How Nokia Music is revolutionising music on the move
Nokia has spent the last year expanding its Music offering in the run up to Windows Phone 8's launch. We take a look at where Nokia's unique service stands now
Nokia Music has been around for a little while now, since Nokia launched its first Lumia Windows Phone 7 handsets, in fact. It’s been something of a slow burner though, in part owing to the limited success of Windows Phone and Nokia’s handsets generally.
But now it’s had time to mature into a very appealing music service which looks set to kick off fully with the arrival of Windows Phone 8.
Nokia has designed Nokia Music from the ground up as a free music streaming service, but the company has explicitly tried to create something very different from existing services such as Spotify.
The reason for this, at least according to Nokia’s Director of Entertainment, James Bradbury, is that existing services tend to be used by what he describes as ‘the music mavens’, people for whom music is a central part of their lives and who take the time to carefully curate and maintain a vast music collection, digital or otherwise.
That’s not the majority of people, Bradbury explained at a Nokia showcase within the company’s new London offices.
The majority don’t want the hassle of micromanaging a catalogue, but still enjoy music. They also don’t want to have to pay, to be required to log into an account or to be restricted to only listening to tracks when using a data connection.
This is all according to the results of Nokia going out and asking people what they want from a music service.
Nokia believes it has hit on a magic combination of features which are wanted by a large section of mobile users who are presently not catered for, suggesting there’s a rich vein of potential users to be tapped.
At its core, Nokia Music is based around its ‘Mixes’ feature, which allows you to select a genre and view a selection of preconfigured mixes for you to stream.

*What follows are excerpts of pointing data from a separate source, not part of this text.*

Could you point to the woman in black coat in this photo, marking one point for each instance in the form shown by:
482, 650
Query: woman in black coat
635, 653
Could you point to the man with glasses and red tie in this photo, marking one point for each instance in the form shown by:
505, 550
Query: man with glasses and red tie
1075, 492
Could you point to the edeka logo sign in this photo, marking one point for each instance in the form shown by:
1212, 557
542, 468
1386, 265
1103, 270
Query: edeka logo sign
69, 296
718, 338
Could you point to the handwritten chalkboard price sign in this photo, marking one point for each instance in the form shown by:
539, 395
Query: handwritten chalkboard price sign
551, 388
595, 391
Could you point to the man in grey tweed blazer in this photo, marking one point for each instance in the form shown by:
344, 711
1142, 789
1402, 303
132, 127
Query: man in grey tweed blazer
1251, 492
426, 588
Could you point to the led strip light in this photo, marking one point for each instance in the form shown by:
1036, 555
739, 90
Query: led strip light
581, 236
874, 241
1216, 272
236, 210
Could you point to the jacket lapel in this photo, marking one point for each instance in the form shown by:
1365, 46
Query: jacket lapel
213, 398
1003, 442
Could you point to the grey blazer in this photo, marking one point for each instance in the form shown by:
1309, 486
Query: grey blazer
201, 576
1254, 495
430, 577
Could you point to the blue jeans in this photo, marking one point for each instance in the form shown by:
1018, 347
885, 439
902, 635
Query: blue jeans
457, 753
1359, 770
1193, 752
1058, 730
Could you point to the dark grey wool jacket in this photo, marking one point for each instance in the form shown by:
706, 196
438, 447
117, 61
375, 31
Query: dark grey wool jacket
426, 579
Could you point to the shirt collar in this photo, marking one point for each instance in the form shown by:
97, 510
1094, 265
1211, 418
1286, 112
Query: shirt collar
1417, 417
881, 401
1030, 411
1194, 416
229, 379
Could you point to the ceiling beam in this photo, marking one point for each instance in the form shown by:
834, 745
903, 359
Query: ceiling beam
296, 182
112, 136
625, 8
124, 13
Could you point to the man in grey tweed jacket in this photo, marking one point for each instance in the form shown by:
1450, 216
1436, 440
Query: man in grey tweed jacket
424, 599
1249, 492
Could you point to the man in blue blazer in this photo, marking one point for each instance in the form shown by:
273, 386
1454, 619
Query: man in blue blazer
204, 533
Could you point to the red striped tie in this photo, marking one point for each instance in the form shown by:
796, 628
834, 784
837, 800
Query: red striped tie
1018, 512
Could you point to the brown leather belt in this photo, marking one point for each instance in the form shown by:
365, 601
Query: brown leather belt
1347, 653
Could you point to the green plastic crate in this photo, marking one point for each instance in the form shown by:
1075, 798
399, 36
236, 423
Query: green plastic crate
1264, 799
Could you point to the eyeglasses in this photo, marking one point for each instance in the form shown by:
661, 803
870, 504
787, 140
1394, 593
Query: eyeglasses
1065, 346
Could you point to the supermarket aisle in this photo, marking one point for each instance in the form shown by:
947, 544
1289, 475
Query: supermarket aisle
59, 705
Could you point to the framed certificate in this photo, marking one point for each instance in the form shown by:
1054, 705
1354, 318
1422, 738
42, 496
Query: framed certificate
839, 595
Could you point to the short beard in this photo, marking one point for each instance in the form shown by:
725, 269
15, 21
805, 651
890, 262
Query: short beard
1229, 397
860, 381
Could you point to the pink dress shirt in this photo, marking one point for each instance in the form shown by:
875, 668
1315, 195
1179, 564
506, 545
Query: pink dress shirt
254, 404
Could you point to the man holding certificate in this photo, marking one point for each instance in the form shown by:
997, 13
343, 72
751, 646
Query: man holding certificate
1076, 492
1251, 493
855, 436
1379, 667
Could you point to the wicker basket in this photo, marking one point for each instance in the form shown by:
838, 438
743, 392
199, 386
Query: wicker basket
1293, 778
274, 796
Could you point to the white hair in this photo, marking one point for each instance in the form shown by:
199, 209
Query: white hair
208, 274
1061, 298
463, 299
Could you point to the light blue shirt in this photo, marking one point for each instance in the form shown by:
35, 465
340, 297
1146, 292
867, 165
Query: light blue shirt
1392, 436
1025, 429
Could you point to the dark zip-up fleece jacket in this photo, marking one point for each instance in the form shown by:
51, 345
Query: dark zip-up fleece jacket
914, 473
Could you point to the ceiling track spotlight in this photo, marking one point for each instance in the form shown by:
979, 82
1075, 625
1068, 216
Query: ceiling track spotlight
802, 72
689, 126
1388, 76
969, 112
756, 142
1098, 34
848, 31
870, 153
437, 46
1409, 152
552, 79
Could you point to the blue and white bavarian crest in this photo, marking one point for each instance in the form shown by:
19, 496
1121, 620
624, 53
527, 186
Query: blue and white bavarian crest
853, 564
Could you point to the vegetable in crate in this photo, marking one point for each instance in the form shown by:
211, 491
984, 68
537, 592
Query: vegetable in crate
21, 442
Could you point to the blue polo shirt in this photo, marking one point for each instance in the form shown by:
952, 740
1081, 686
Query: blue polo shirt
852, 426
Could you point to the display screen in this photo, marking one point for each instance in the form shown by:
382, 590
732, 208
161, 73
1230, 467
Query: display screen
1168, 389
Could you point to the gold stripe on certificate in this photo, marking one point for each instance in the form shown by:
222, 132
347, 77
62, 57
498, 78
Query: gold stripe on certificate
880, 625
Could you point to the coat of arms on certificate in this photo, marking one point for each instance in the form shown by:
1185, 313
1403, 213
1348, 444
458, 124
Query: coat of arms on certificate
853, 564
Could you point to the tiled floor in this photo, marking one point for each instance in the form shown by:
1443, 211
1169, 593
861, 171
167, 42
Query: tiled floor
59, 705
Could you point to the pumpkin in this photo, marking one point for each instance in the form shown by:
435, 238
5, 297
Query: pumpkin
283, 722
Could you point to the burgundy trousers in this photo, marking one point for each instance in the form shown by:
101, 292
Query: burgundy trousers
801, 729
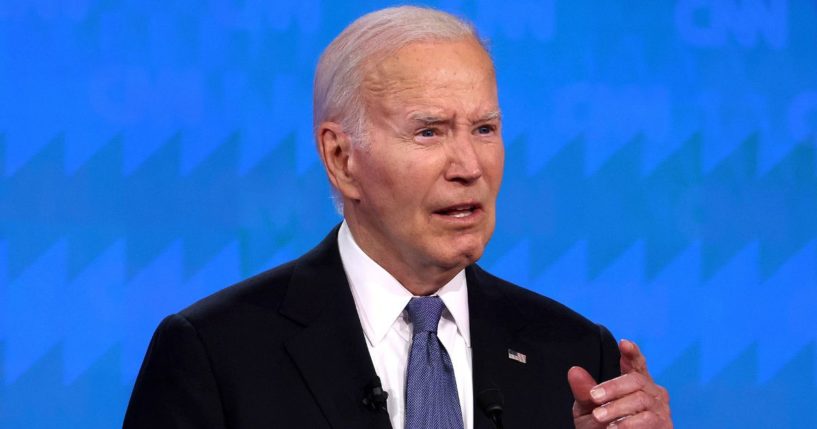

Each mix is effectively a showcase of a range of tracks from within the music category, though there is the facility to make and share your own mixes too.
Nokia Music does also have a paid store where you can buy and download individual tracks or albums if you like, but Bradbury stressed that this isn’t really what it’s all about.
Nokia wants users to rediscover music and make it a part of their daily lives. And make no mistake, Nokia Music is very much a discovery platform.
That’s because it’ll throw artists and tracks at you which you might not have selected yourself, meaning it’s a brilliant way of discovering new artists and songs, or discovering established artists you’ve simply never heard of.
Nokia Music currently has 20 million tracks available for streaming in mixes or for purchase and there are hundreds of preconfigured playlists, including newly released music and chart music, but all this is set to expand.
The company says it has global label deals and is planning on establishing many more. And music labels seem keen to get involved, which isn’t exactly surprising when you consider it’s essentially free advertising – it’s a good way of getting content out there with the chance of users buying stuff they’ve sampled.
The service is advert free, subscription free and Nokia only makes you sign in once.
Best of all there’s also offline caching, which means if you really like a particular mix you can hold press on it then select ‘make available offline’ and it’ll download the playlist so you can listen to it wherever you like, even on the Tube.
Nokia pointed out that it isn’t competing with Microsoft’s own Xbox Music service, which comes pre-packaged with Windows Phone devices, saying the two services offer very distinct roles and in fact compliment each other.
In part that’s because Nokia Music can upload and scan your existing music collection and form a music ‘Profile’ for you, which it’ll use to suggest new artists, tracks and mixes – Nokia compares this to having your own personalised radio channel.
Bradbury says Nokia Music is primarily a streaming service and music discovery platform while Xbox Music is aimed at bringing your paid-for music collection across tablet, phone, PC and console. Meanwhile, Nokia Music is ‘mobile optimised’ and focusing on the handset space.
We did ask whether Nokia had plans to support Windows 8 tablets and PCs with crossover apps and services but weren’t given a clear answer on this. It remains a possibility, but whether Nokia will pursue this avenue is very much up in the air.
The new build of Nokia Music, which comes with Windows Phone 8 Nokia models and will arrive on Windows Phone 7 Nokia handsets with the 7.8 update, introduces support for Dolby headphones, a gig finder feature to help you locate nearby concerts and social networking features for sharing your music and mixes.
There’s also an improved ‘rich’ artist information section and although it depends on what an individual artist has set up it can show you a biography, artist Twitter feed and nearby gigs for that artist. The Lumia 920 also has a built-in sound equaliser so you can configure your sound to get the music just how you like it.
Nokia Music is clearly a bid to get more people buying Nokia Windows Phones and it’s a neat unique-selling-point which is bound to turn a few heads.
But importantly, it’s a nice feature for those who’re convinced to opt for Nokia handsets for other reasons, such as the cameras, displays and bodywork.
After all, who doesn’t like free music?